NEW YORK'S SIP & GUZZLE WIRD IM RAHMEN VON NORTH AMERICA'S 50 BEST BARS 2026 THE BEST BAR IN NORTH AMERICA

23.04.2026

VANCOUVER, BC, 23. April 2026 /PRNewswire/ -- 

  • Sip & Guzzle, New York, wird zur No.1 und The Best Bar in North America gekürt, gesponsert von Perrier
  • Die diesjährige Rangliste umfasst 28 bars en den US, 11 aus Mexiko, 8 aus Kanada und 3 in der Karibik, wobei 15 Neueinsteiger ihr Debüt auf der Liste geben
  • The Best Bar in Mexico, gesponsert von Torres Brandy, geht an Bar Mauro (No.2) aus Mexiko City
  • The Best Bar in Canada, gesponsert von Monkey Shoulder, geht an The Keefer Bar (No.7) aus Vancouver
  • La Factoría, Puerto Rico, No.26, erhält die Auszeichnung The Best Bar in the Caribbean, gesponsert von NOAM
  • Chris Hannah von Jewel of the South in New Orleans gewinnt den Roku Industry Icon Award
  • Identitad (No.73), San Juan, gewinnt den Campari One To Watch Award
  • Der Three Cents Best New Opening Award geht an Schmuck (No.4) aus New York
  • Library Bar, Toronto, No.19, erhält den Ketel One Sustainable Bar Award
  • Washington DC's Allegory (No.57) wird mit dem Siete Misterios Best Cocktail Menu Award ausgezeichnet
  • Cure von New Orleans, No.21, ist der Gewinner des Nikka Highest Climber Award 
  • New York's Bar Snack (No.3) erhält den Disaronno Highest New Entry Award
  • Daydream Rum Bar aus Albuquerque gewinnt den SevenRooms Best Bar Design Award
  • Handshake Speakeasy (No.12) in Mexiko-Stadt erhält den Rémy Martin Legend of the List Award
  • Bar Kumiko (No.11) aus Chicago erhält den Michter's Art of Hospitality Award
  • Freddy Andreasson von El Gallo Altanero (No.10) gewinnt den Altos Bartenders' Bartender Award
Sip & Guzzle in New York City named The Best Bar in North America at North America’s 50 Best Bars 2026, sponsored by Perrier, at a live awards ceremony in Vancouver, Canada, on April 22.
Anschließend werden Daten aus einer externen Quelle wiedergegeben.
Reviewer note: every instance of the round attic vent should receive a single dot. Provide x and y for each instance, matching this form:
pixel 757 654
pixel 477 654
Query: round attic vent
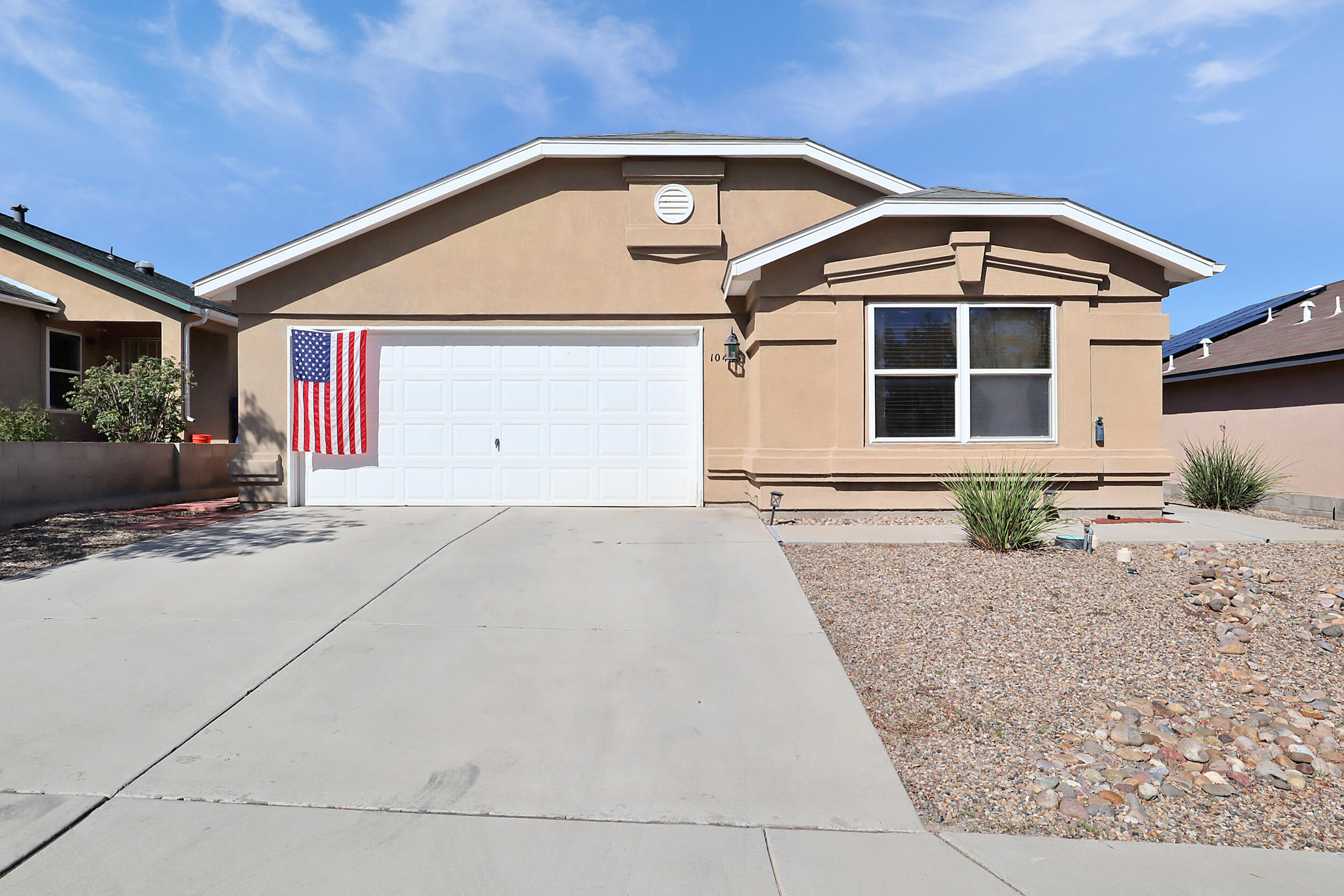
pixel 674 205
Die Liste der North America's 50 Best Bars, die von Perrier gesponsert wird, wurde am 22. April 2026 in Vancouver im Rahmen einer Live-Preisverleihung bekannt gegeben. Das jährliche Ranking präsentiert Bars aus den USA, Mexiko, Kanada und der Karibik und würdigt herausragende Leistungen im Bereich Getränke und Gastfreundschaft.

New York's Sip & Guzzle wird zur No.1 gekürt als The Best Bar in North America, gesponsert von Perrier, sowie The Best Bar in Northeast USA. Mexico City's Bar Mauro belegt No.2, gefolgt von New York's Bar Snack auf No.3.

Emma Sleight, Leiter der Inhaltsredaktion bei North America's 50 Best Bars, sagt: „Die diesjährige Liste spiegelt die unglaubliche Kreativität und das Talent wider, die die Cocktailkultur prägen. Von anerkannten Marktführern bis hin zu aufregenden Neueröffnungen definieren diese Bars neu, was ein Gastro-Erlebnis von Weltklasse ist."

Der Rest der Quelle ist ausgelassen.